How investments hedged the inflation:
First of all, white collar workers and skilled blue collar workers used to living well found that their salaries significantly dropped when hyperinflation hit due to the fact that their 100K a year buys 5-10K of goods.
Those who depended on their savings (worthless) pensions (worthless money) or investment income like dividends starved. The elderly will suffer.
-Savings deposits interest becomes worthless.
-Stocks stop paying dividends because the company needs money for working capital and speculation as companies at this point are buying raw materials, equipment, etc like crazy.
-Cash, of all investment forms, this was the worst investment.
-Bonds and Mortgages (notes) – They will drop faster than cash
-Real Estate - Owners of rental property fare no better if the government freezes rents as they did in the last period of hyper-inflation in the US. They requested nationwide to all investors to not raise rents for the next few months and promised government compensation to make up for it. They then reneged on their promise. Germany froze rents for the entire period. Large cities in the last period of hyperinflation in the US like New York imposed rent freezes and landlords sued the city. Over time they won but were still out of cash.
Those with mortgaged property benefit. The inflation wipes out the mortgage debt however rent freezes mean no income as the rent paid is now worthless. Those who hold real estate throughout will manage to save the capital thus invested. Those who sell during the inflation via a desperate need for cash will fare poorly. Since it is not an income producing property it will sell extremely low.

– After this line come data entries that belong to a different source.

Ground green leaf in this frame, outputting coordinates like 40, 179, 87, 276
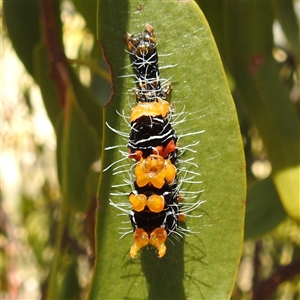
273, 166, 300, 223
3, 0, 40, 76
272, 0, 300, 65
57, 89, 99, 211
224, 1, 300, 221
33, 43, 63, 129
89, 1, 245, 299
245, 177, 287, 239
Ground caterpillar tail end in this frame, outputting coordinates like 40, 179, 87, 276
130, 228, 168, 258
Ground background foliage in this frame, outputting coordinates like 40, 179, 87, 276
1, 0, 300, 299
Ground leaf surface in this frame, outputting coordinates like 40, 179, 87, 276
89, 1, 245, 299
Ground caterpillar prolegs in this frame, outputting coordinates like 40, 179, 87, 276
108, 24, 201, 258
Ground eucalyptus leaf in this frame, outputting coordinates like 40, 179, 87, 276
89, 1, 245, 299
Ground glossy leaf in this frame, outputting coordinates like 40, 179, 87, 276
89, 1, 245, 299
225, 1, 300, 225
245, 177, 287, 239
3, 0, 40, 76
57, 90, 99, 211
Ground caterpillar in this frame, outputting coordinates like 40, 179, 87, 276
106, 24, 202, 258
125, 24, 180, 257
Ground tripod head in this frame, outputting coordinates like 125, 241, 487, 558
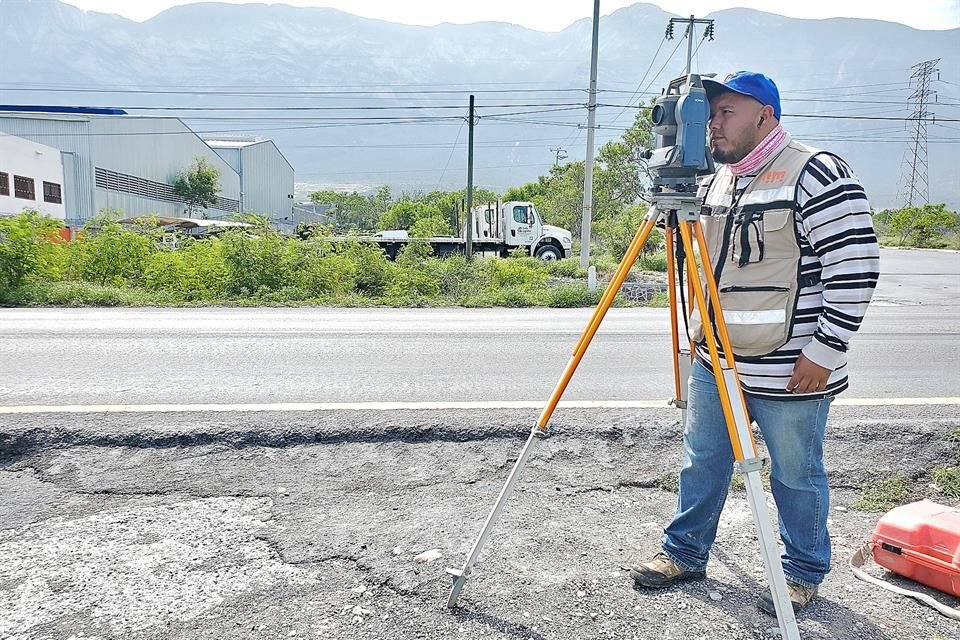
644, 73, 714, 192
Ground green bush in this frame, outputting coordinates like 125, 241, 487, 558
637, 251, 667, 273
29, 282, 167, 307
71, 212, 159, 287
486, 258, 549, 288
410, 213, 450, 238
0, 210, 63, 299
436, 255, 486, 302
343, 242, 396, 297
222, 230, 290, 297
543, 258, 587, 278
144, 238, 229, 302
544, 283, 603, 307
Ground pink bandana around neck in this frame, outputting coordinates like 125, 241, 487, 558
727, 124, 790, 176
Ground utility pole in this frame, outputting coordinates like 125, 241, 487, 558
900, 58, 940, 207
466, 94, 474, 260
666, 16, 713, 75
580, 0, 600, 269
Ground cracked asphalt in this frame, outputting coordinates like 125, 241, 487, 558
0, 405, 960, 640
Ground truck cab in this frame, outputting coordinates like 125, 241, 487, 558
461, 200, 572, 260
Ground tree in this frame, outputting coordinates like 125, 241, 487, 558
378, 200, 443, 229
890, 203, 960, 247
171, 157, 220, 217
310, 185, 392, 233
0, 209, 63, 297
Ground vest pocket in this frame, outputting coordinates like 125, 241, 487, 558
720, 282, 792, 356
730, 207, 793, 268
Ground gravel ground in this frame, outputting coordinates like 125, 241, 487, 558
0, 406, 960, 640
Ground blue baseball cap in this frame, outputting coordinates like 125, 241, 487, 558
703, 71, 780, 120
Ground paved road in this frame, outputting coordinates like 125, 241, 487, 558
0, 252, 960, 640
0, 251, 960, 405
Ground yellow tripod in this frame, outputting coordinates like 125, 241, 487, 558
447, 192, 800, 640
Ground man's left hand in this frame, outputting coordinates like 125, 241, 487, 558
787, 354, 832, 393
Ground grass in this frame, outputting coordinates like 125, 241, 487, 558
853, 473, 910, 511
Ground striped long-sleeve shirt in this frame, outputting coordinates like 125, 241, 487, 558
697, 154, 880, 400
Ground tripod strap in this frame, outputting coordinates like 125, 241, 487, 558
668, 220, 691, 344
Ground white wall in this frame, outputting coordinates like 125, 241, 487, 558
0, 132, 66, 220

Foreign exchange – The government will quickly put restrictions on exchanging currency to buy gold, or other stable international currencies. Those who exchange their money prior to the laws will be able to save and maintain their capital but not necessarily gain much capital.
Personal property – will fare better than cash when bought at the onset of hyperinflation. This includes things like rare coins, stamps, jewelry, works of art, antiques, etc. Just a hedge, not necessarily a lucrative investment.
Common stocks – will fare pretty well for those who have a well diversified portfolio in solid well established companies and the purchase would need to be at the onset of inflation. Most in this category will retain a great deal of their money as we come out of the inflation.
So, where is the money? The money is in real estate IF there are no rent freezes. The money is with those who are able to maintain real estate and were heavily mortgaged. The money is in non luxury item businesses and manufacturers.
Anyone wants to add to this via historical research please do so. This is a great group of intellectuals. We must fully understand what is coming our way so we can not only hedge against hyperinflation but take advantage of it.